Bibliographic Metadata

Title
Deep Neural Networks für Spracherkennung
Additional Titles
Deep Neural Networks for Speech Recognition
AuthorEnsor, Alice
Thesis advisorSchefer-Wenzl, Sigrid
Published2018
Date of SubmissionMarch 2018
LanguageEnglish
Document typeBachelor Thesis
Keywords (DE)Nicht verfügbar
Keywords (EN)Artificial Neural Network / Automatic Speech Recognition / Acoustic Model / Activation Functions / Backpropagation / Convolutional Neural Network / Cost Functions / Deep Neural Networks / Feedforward Neural Networks / Gradient Descent / Hidden Markov Model / Language Model / Long Short-Term Memory / Markov Chains / Multilayer Perceptrons / Pooling / Recurrent Neural Networks / Rectified Linear Unit / Sigmoidal Non-Linear Activation Function / Word Error Rate
Restriction-Information
 _
Classification
Abstract (German)

Nicht verfügbar

Abstract (English)

This bachelor thesis examines deep neural networks (DNNs) and their use in automatic speech recognition (ASR) systems. This is done to evaluate the feasibility of implementing such ASR systems in educational applications to help children with reading difficulties. To aid these children, educators need interactive software that employs automatic speech recognition (ASR) to provide necessary feedback to a child’s reading attempts. However, most reading applications used in schools employ outdated ASR based on statistical models which is unable to reach the level of accuracy seen in DNN-based speech recognition found in commercial applications.
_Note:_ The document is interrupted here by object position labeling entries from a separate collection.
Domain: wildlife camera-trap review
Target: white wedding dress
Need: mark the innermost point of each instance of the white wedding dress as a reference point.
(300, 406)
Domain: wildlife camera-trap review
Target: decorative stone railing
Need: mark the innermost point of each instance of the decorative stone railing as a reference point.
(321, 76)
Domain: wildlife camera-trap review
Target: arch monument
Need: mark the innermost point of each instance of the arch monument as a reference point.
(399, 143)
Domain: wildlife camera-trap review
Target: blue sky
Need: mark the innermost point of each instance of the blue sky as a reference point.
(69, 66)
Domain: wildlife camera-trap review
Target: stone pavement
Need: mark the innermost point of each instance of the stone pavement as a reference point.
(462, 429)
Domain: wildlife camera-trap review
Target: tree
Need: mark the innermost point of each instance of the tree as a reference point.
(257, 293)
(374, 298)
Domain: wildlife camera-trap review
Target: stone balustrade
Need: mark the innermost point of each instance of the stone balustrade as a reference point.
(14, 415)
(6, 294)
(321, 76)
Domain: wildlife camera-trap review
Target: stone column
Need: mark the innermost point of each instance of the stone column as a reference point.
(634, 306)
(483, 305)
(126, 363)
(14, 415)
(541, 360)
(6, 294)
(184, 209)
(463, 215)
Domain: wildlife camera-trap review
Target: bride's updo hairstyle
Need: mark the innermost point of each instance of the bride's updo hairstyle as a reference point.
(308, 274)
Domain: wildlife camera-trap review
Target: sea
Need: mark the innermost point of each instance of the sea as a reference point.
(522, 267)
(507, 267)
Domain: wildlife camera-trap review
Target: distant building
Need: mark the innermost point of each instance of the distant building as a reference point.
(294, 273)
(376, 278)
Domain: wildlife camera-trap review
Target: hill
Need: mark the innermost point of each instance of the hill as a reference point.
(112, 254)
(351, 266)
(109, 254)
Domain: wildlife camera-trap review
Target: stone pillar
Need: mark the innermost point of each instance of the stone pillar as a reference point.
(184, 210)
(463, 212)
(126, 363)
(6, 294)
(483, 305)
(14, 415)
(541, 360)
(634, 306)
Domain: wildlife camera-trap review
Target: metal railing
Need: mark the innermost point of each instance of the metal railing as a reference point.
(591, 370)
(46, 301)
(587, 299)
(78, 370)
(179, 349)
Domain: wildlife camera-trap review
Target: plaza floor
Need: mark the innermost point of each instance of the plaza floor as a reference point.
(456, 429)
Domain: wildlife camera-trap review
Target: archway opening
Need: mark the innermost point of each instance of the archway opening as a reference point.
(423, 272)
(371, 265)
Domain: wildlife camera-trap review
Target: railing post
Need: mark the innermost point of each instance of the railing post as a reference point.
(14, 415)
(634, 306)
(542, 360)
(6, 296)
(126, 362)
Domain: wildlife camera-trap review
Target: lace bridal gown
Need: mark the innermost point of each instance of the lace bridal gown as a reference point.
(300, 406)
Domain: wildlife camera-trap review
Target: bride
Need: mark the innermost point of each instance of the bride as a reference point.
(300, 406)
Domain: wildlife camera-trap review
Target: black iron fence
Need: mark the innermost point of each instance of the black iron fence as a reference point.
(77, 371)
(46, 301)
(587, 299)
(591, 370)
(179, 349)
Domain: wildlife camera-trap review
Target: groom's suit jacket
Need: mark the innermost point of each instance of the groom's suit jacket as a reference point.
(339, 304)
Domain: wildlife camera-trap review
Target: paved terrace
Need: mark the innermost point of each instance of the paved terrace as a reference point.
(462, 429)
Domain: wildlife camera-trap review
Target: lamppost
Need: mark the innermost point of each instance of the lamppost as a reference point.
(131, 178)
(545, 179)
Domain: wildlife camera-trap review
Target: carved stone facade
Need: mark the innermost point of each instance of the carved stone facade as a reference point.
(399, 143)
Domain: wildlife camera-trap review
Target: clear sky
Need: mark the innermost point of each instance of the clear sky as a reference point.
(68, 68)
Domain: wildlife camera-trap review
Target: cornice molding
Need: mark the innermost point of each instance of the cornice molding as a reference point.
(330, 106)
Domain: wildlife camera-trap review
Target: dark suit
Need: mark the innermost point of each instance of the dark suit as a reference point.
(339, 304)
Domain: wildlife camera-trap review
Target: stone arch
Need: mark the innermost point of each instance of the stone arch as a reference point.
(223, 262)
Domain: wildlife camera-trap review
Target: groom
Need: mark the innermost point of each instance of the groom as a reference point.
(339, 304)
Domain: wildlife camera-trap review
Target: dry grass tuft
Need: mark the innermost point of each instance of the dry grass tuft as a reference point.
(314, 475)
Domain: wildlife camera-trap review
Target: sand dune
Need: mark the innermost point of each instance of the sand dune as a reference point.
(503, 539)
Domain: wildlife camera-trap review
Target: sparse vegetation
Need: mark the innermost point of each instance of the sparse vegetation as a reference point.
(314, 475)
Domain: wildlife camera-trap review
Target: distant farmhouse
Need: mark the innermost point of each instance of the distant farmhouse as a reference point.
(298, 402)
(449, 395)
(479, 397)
Most ASR systems used with educational reading software employ a Gaussian Mixture Model (GMM) with a Hidden Markov Model (HMM) to perform acoustic modeling. One of the problems with GMMs is that they have difficulty modeling data constructs found on nonlinear manifolds, which is common with speech data. DNNs are more effective at modeling such constructs. This means the accuracy of ASR systems can be vastly improved by replacing the GMMs with DNNs. Furthermore, because of long short-term memory (LSTM) networks’ ability to represent temporal constructs and the existence of large libraries of labelled speech data, it is even possible to have DNNs replace the entire ASR pipeline. Research has shown that both above configurations outperform GMM-HMM ASR with the same amount of training data, with many DNN ASR systems even approaching parity with human transcribers. The goal of this paper is to examine published research and academic works to provide a theoretical background for implementing an educational reading application with DNN-based ASR. This application will be realized in the second part of this author’s bachelor thesis.